Das Fach hat also in diesem Bereich eine große Verantwortung, der es sich stellen muss. Im Gegensatz zur Germanistik oder Geschichtswissenschaft ist die Kunstgeschichte bislang nicht an der Ausgestaltung von Curricula, der Formulierung von Prüfungsthemen (Stichwort: Zentralabitur) oder der Legitimation von Lehrinhalten und Kompetenzen beteiligt. Bildungs­­standards für das Fach Kunst werden gegenwärtig in aller Regel ohne Beteiligung der Kunsthistoriker/‑innen formuliert. Nicht zuletzt wird ein Kerngebiet des Faches, die Bildkompetenz, damit vernachlässigt. Vor dem Hintergrund aktueller gesellschaftlicher Herausforderungen mit ihrer durch KI-generierte Bilder immer weiter zunehmenden Bilderflut, ist die Bedeutung von Bildkompetenz als individuelle Fähigkeit für demokratische Prozesse nicht groß genug einzuschätzen.
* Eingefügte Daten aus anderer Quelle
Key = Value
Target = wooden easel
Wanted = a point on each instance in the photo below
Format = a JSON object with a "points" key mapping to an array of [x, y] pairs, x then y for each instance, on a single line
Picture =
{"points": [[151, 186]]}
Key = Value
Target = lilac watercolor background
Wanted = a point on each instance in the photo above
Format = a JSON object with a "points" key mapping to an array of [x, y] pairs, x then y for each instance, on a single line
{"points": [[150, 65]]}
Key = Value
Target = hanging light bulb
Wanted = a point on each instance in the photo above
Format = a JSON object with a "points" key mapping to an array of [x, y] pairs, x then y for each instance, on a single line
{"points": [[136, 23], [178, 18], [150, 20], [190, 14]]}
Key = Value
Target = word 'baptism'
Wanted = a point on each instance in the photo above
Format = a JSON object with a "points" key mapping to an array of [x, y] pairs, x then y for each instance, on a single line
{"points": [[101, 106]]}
Einer Verdrängung von kunsthistorischen Themen aus den Schulen möchte der Arbeitskreis Kunstgeschichte und Bildung entgegenwirken. Sonst verlieren die Museen wie die Denkmale, Kirchen und Schlösser mit ihren Ausstattungen, Schatz­kammern, Gärten, das gesamte historische Kunst­handwerk u. a. m. – mithin das kulturelle Erbe – die gesell­schaftlich verankerte Vermittlung in die nächste Generation hinein.

Der Arbeitskreis Kunstgeschichte und Bildung möchte eine Plattform bil­den, um die Rolle des Faches in den Kontexten von Schule – auch über den Kunstunterricht hinaus – und anderen Bildungsbereichen deutlich zu machen. Angestrebt wird, im Fach begründete Legitimationen und Forderungen für Inhalte und Kompetenzen zu formulieren und entsprechende Bildungsangebote zu machen. Der Arbeitskreis Kunstgeschichte und Bildung möchte ein Ver­hand­lungspartner in bildungspolitischen Prozessen (Schul­ministerien, Kultus­­minister­­konferenz) werden und die Anliegen des Faches etwa bei der Formulierung von Bil­dungs­­standards und Curricula einbringen.

Mitmachen

Der Arbeitskreis tauscht sich regelmäßig über Zoom aus und ist offen für Interessierte. Ziel ist aktuell, auf der nächsten Verbandstagung mit einer eigenen Veranstaltung vertreten zu sein. Daneben bereitet der Koordinationskreis auch weitere Mitwirkungen auf verschiedenen Konferenzen vor.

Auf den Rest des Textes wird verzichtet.